‘Whistling tribute’ to great Indian music composers on X’Mas eve

‘Whistling tribute’ to great Indian music composers on X’Mas eve
Did you know that the legendary film director Satyajit Ray,was a great whistler? Or for that matter, Pankaj Kumar Mullick was prevented from performing a show in the city because whistling was associated with unsavoury catcalls? 

Veteran journalist Tarun Goswami paid tribute to some of India’s greatest music composers through singing whistling at a rare solo show at Uttam Mancha onThursday evening.

Titled  Baaje Go Bina - A Tribute to 24 Indian Music Composers, Goswami’s show focused  on some of the country’s biggest composers, like  Rabindranath Tagore, D L Roy, V Balsara, Salil Chowdhury, Sudhin Dasgupta, Nachiketa Ghosh  besides  Bollywood composers like Shankar-Jaikishan, O P Nayyar, S D Burman, R D Burman and Bappi Lahiri, who have entertained generations through their ageless melodies. 

Goswami said, “Singing whistling is one of the toughest forms of music where the whistler has to maintain the scale and musical score and has to perform along with several other instruments”. Goswami, who trained in whistling from the legendary Salil Chowdhury, has already cut four CDs.

Goswami performed songs like Baaje Go Bina (Salil Chowdhury), Phoolon Ki Rang Se (S D Burman), Pyar Diwana Hota Hai (R D Burman), Jeena Yahan Marna Yahan (Shankar-Jaikishan), Gori Tera Gaon Bara Pyara (Ravindra Jain),  Surjo Dobar Pala (Nachiketa Ghosh), Hoyto Tomari Jonyo (Sudhin Dasgupta), Chalte Chalte Mere Yeh Geet ( Bappi Lahiri)  with finesse and was accompanied by a seven member orchestra using instruments like the tabla, the mandolin, the piano accordion. 

Goswami, a fellow of the American School of Whistling, is a trained whistler who has been performing since 2004. “Salil Chowdhury, V Balsara are my inspiration. Salilda once told me if a song can be rendered then the same can be articulate on whistling. It needs a lot of hard work. Performing a song in a live concert and whistling the same song are not the same thing,” said Goswami.

Whistling arrived in India in the 19th Century. In fact, when Swami Vivekananda visited the US in 1894, he was known as the “whistling monk”. 
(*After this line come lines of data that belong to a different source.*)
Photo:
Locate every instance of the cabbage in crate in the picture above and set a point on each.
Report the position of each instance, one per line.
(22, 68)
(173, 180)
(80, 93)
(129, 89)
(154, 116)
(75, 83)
In the past, whistling was used for communication in the Army. It was also used in Western countries to the accompaniment of tap-dancing. 

In Madrid University whistling is taught as one of the subjects of music. 

“But whistling an entire song while maintaining scale is a tough job. I have to use my teeth as one uses the reeds of a harmonium,” he explained.

However, there are pluses. Singing whistling has tremendous potential among school children since it is a rare art and also helps to overcome diseases related to the respiratory tract.